Tudo isto, no entanto, para dizer que, apesar de tudo, há filmes – clássicos, digamos assim, recorrendo a uma designação um tanto estafada – que me marcaram, e que ainda hoje revejo com imenso prazer (sendo certo que, ao contrário dos livros, por regra não aprecio nada rever películas). Um deles, e essa é a razão do título do presente post, é precisamente o Janela Indiscreta (ou, na versão original, Rear Window), de Hitchcock. Muitos são os aspetos que contribuem para gostar particularmente desta fita, da qual nunca me canso – sendo que a datada Grace Kelly, com aquele extraordinário ar de-loura-impecável-autónoma-apaixonada-que-tudo-planeia-mas-está-sempre-perfeita não é um dos menos importantes. Mesmo que considere que o James Stewart (burro, não sabendo a sorte que tem, e dando tudo por garantido) a trate de forma muito pouco cuidadosa e adequada.

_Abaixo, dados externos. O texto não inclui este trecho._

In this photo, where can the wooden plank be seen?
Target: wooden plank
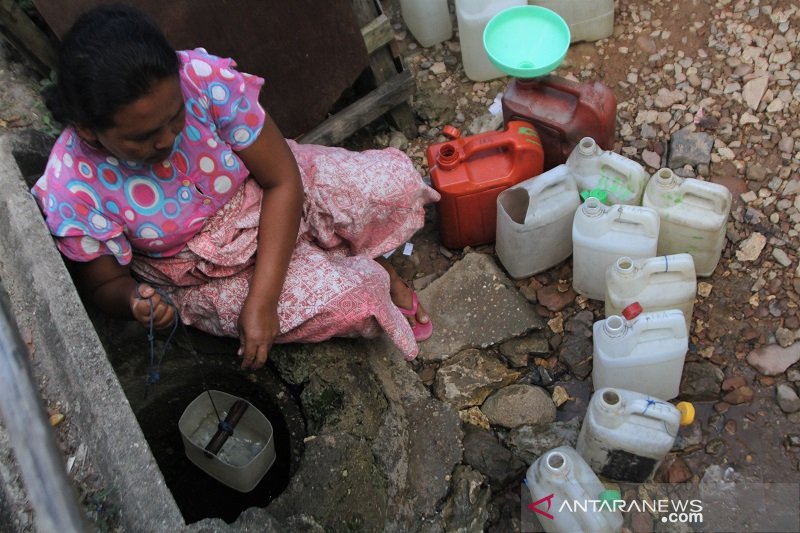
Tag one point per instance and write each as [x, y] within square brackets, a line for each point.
[377, 33]
[365, 110]
[27, 34]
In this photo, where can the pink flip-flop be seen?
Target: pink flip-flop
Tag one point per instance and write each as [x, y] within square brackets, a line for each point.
[421, 331]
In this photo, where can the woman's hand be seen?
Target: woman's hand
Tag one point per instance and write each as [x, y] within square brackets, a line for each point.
[142, 298]
[258, 327]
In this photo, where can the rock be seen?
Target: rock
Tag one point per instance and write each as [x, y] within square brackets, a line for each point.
[520, 404]
[470, 377]
[554, 299]
[738, 396]
[689, 148]
[773, 360]
[484, 453]
[529, 442]
[467, 509]
[753, 91]
[750, 248]
[701, 381]
[788, 400]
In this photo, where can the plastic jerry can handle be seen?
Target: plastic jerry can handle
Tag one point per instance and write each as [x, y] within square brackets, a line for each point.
[704, 191]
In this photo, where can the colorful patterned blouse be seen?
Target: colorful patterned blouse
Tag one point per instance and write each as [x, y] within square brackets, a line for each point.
[95, 204]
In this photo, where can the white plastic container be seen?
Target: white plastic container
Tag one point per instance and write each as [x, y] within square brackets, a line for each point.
[693, 214]
[644, 353]
[625, 435]
[427, 20]
[602, 234]
[594, 168]
[657, 283]
[534, 222]
[563, 475]
[588, 20]
[472, 16]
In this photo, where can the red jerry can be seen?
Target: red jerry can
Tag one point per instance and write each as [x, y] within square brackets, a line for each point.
[469, 173]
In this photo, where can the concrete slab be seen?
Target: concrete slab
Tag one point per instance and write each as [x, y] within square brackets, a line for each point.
[474, 304]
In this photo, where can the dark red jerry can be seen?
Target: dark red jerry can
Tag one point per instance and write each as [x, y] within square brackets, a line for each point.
[469, 173]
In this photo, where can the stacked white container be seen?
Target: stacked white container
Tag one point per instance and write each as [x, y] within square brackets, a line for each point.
[625, 435]
[693, 215]
[562, 475]
[594, 168]
[588, 20]
[534, 230]
[601, 235]
[643, 353]
[472, 16]
[427, 20]
[657, 283]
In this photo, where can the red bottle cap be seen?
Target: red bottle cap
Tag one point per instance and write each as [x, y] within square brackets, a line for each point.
[451, 131]
[632, 311]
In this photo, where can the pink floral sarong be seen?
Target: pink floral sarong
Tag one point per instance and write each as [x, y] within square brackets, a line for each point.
[358, 206]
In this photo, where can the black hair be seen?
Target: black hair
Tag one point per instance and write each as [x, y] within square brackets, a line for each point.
[112, 56]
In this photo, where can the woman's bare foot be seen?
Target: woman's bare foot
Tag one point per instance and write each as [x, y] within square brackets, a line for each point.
[401, 294]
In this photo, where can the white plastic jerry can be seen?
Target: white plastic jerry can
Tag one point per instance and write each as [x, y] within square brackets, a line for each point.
[472, 16]
[602, 234]
[588, 20]
[564, 487]
[641, 352]
[657, 283]
[623, 179]
[625, 434]
[427, 20]
[694, 215]
[534, 217]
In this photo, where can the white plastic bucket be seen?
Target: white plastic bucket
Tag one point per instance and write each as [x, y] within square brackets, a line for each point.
[601, 235]
[645, 354]
[588, 20]
[594, 168]
[657, 283]
[694, 216]
[625, 435]
[245, 457]
[562, 475]
[534, 230]
[427, 20]
[472, 16]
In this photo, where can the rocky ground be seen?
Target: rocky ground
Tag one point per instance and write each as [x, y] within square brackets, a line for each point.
[725, 73]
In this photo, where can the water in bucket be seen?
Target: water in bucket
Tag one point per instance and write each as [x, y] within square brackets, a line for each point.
[528, 42]
[471, 171]
[621, 178]
[602, 234]
[561, 475]
[657, 283]
[643, 353]
[694, 216]
[625, 435]
[534, 222]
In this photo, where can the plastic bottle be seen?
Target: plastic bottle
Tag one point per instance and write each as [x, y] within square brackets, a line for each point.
[534, 230]
[427, 20]
[693, 214]
[472, 16]
[588, 20]
[625, 435]
[563, 112]
[602, 234]
[657, 283]
[470, 172]
[623, 179]
[559, 480]
[640, 352]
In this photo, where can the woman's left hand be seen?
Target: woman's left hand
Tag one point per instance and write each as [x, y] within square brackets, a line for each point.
[258, 327]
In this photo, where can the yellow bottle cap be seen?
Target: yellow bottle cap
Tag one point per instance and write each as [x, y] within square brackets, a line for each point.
[687, 412]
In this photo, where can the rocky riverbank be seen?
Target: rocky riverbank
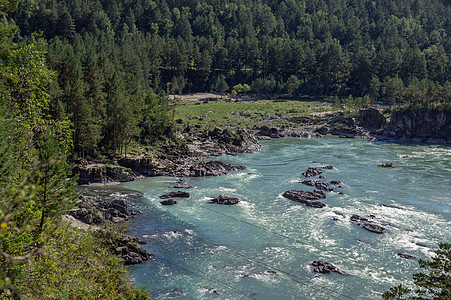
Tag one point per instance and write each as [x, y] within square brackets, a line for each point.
[92, 213]
[418, 125]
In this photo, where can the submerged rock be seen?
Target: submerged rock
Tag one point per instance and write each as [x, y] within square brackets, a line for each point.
[311, 172]
[178, 194]
[307, 198]
[182, 185]
[406, 255]
[367, 224]
[324, 267]
[168, 202]
[227, 200]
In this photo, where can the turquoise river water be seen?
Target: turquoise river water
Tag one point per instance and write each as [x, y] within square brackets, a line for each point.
[262, 247]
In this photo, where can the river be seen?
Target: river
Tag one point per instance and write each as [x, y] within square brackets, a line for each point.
[262, 247]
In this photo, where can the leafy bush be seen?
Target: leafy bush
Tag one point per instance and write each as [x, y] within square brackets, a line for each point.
[436, 284]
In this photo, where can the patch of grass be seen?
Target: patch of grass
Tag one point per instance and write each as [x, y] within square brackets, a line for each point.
[246, 113]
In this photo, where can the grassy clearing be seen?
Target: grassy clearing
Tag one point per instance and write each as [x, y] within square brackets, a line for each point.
[246, 113]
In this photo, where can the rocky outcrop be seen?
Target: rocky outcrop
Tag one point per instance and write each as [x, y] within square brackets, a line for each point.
[178, 194]
[147, 166]
[371, 119]
[419, 125]
[168, 202]
[233, 141]
[307, 198]
[209, 168]
[181, 168]
[269, 132]
[325, 268]
[319, 185]
[126, 247]
[91, 210]
[367, 223]
[103, 174]
[227, 200]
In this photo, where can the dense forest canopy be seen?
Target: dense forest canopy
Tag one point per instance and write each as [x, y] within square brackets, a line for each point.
[113, 57]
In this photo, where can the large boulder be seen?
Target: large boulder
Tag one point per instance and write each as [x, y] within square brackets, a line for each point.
[177, 194]
[91, 210]
[311, 172]
[227, 200]
[307, 198]
[367, 223]
[325, 267]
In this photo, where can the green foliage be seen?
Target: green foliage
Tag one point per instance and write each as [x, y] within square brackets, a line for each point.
[435, 284]
[75, 266]
[245, 113]
[55, 195]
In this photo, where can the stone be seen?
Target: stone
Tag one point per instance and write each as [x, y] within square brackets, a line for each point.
[406, 255]
[324, 267]
[177, 194]
[367, 224]
[307, 198]
[311, 172]
[227, 200]
[168, 202]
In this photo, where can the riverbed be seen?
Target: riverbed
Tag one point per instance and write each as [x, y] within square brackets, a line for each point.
[262, 247]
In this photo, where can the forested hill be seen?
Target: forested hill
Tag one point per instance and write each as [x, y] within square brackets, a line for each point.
[331, 46]
[111, 56]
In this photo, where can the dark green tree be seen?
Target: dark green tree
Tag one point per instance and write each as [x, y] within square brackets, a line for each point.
[435, 284]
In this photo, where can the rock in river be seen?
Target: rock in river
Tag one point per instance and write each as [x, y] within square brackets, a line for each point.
[311, 172]
[367, 224]
[306, 198]
[325, 267]
[168, 202]
[178, 194]
[227, 200]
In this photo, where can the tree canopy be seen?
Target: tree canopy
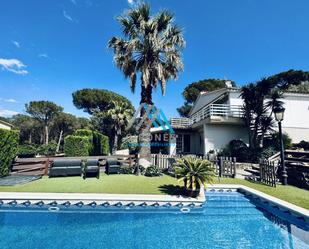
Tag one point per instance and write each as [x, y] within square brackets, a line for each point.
[192, 91]
[92, 99]
[258, 110]
[45, 112]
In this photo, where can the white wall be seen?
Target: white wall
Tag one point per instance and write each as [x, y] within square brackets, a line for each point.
[3, 126]
[217, 136]
[235, 99]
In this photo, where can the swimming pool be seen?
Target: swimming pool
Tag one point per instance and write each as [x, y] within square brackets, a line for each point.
[229, 219]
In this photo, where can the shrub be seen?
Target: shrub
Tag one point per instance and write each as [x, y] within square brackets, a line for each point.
[126, 170]
[152, 171]
[47, 149]
[8, 150]
[100, 144]
[76, 146]
[26, 151]
[130, 143]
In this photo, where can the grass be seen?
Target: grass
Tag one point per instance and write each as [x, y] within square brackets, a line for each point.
[130, 184]
[120, 184]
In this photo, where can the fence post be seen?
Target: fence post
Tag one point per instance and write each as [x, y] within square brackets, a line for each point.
[46, 166]
[220, 166]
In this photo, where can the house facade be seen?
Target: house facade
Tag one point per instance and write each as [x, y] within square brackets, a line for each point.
[5, 125]
[216, 118]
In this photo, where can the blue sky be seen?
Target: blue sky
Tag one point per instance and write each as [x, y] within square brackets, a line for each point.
[48, 49]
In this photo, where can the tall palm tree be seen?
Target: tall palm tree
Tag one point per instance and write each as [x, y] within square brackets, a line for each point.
[151, 49]
[120, 114]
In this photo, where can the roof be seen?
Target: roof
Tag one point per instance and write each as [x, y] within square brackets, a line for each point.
[6, 123]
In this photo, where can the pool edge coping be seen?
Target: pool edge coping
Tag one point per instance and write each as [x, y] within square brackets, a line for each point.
[274, 200]
[113, 199]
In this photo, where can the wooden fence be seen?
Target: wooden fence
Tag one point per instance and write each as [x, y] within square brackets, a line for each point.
[268, 172]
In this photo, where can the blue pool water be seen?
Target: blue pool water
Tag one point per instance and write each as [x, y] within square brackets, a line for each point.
[228, 220]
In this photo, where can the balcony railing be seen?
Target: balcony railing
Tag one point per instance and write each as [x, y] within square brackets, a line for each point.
[180, 122]
[214, 110]
[221, 110]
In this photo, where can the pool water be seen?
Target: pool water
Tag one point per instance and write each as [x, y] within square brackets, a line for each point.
[228, 220]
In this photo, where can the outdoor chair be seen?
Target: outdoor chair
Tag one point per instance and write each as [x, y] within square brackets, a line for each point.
[112, 166]
[92, 168]
[65, 167]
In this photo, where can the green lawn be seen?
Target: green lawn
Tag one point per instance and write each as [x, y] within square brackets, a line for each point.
[130, 184]
[120, 184]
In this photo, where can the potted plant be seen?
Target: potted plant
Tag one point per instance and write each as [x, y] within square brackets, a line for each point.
[195, 173]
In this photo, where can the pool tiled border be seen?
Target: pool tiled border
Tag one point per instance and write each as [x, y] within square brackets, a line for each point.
[130, 200]
[81, 199]
[298, 211]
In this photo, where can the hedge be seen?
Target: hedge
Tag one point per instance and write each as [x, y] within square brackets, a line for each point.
[26, 151]
[8, 149]
[76, 146]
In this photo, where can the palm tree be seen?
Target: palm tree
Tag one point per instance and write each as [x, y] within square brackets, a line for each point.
[120, 114]
[194, 172]
[151, 49]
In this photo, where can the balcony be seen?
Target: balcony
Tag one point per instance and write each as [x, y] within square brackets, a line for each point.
[218, 113]
[215, 113]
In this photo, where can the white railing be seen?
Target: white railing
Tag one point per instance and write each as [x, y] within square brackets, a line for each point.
[180, 122]
[221, 110]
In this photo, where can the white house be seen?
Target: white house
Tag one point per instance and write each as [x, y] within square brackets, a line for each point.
[5, 125]
[216, 119]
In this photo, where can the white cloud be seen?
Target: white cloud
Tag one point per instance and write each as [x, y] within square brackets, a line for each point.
[13, 65]
[16, 43]
[43, 56]
[67, 16]
[7, 113]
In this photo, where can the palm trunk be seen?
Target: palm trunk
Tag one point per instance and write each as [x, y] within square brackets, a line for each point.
[30, 138]
[46, 134]
[144, 134]
[115, 145]
[59, 141]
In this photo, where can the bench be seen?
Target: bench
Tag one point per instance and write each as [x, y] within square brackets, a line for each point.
[66, 167]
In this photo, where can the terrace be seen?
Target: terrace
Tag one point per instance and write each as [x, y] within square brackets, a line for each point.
[214, 113]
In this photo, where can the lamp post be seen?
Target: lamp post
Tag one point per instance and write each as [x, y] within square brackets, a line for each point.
[279, 115]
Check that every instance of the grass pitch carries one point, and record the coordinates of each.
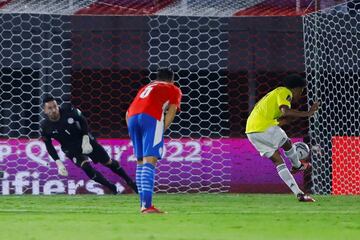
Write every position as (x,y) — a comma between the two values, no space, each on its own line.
(190,216)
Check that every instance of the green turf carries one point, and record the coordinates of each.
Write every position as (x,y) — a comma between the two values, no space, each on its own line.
(191,216)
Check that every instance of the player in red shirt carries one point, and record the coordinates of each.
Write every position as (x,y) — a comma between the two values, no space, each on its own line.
(149,115)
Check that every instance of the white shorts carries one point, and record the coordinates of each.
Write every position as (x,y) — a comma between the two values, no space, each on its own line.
(269,141)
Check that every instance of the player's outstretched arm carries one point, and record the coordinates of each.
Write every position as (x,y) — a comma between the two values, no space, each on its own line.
(51,150)
(170,115)
(287,112)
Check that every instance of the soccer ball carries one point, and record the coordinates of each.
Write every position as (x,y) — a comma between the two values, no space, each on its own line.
(302,150)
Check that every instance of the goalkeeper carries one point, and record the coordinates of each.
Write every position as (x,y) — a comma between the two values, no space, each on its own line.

Ora, nestes últimos dias lembrei-me particularmente do Janela Indiscreta, quer em Leiria, quer em Coimbra. À semelhança de Stewart, tive de ficar por casa, não por ter partido a perna, mas por ter sido atacado por uma gripe tenaz da qual só na 6ª feira me senti verdadeiramente liberto (uf!). Em paralelo, também não ando para aí de teleobjetiva em punho a espiar os vizinhos. No entanto, entre os suores e os febrões típicos daquele triste estado de saúde, foi inevitável que acompanhasse mais de perto o que se passava “do lado de lá”. Ou seja, janelas fora. Os resultados foram curiosos, e ajudam-nos a perceber o quão diferentes as pessoas podem ser. Em Leiria, a minha ampla janela dá para um (também amplo) pátio, sendo que o pequeno apartamento que ocupo, na ala dos profs, fica no 4º andar. Do outro lado, precisamente à minha frente, descobri morar não uma Miss Torso, mas o Sr-Lavadeiro-Neurótico. Este personagem, depois do jantar – e não compreendo, sinceramente, COMO, nem PORQUÊ – passa quantidades loucas de tempo a lavar a louça. Lava, lava, lava, lava, lava, lava… durante mais de 40 minutos! Ainda pensei: lavará a roupa também? (mesmo que me parecesse estranhíssimo que o fizesse na cozinha). Mas não, os objetos que saem, certamente imaculados, das suas mãos são pratos, copos e tachos. Mas a verdade é que o Sr-Lavadeiro-Neurótico se dedica a estes afazeres com verdadeira concentração. Mais, com verdadeira paixão! E lá vai, noite fora, lavando meia dúzia de peças com tal esmero que, para o fazer, demora tanto tempo como eu a lavar um serviço completo para 48 pessoas, com pratos rasos a dobrar! Fica a questão: porque o fará? Afogará, na água e detergente, mágoas amorosas? Imaginará, ao brandir o esfregão com persistência, que está a afastar preocupações e inimigos? O manter as mãos em água ajudá-lo-á a rever a matéria estudada durante o dia, nesta altura de exames? Sentir-se-á tão sozinho que precisa de ocupar a cabeça desta forma (trata-se, na verdade, de um trabalho manual, talvez sirva para desanuviar) para não cair num abismo de angústia? Fica o mistério, tão bizarro quanto, por enquanto, irresolúvel!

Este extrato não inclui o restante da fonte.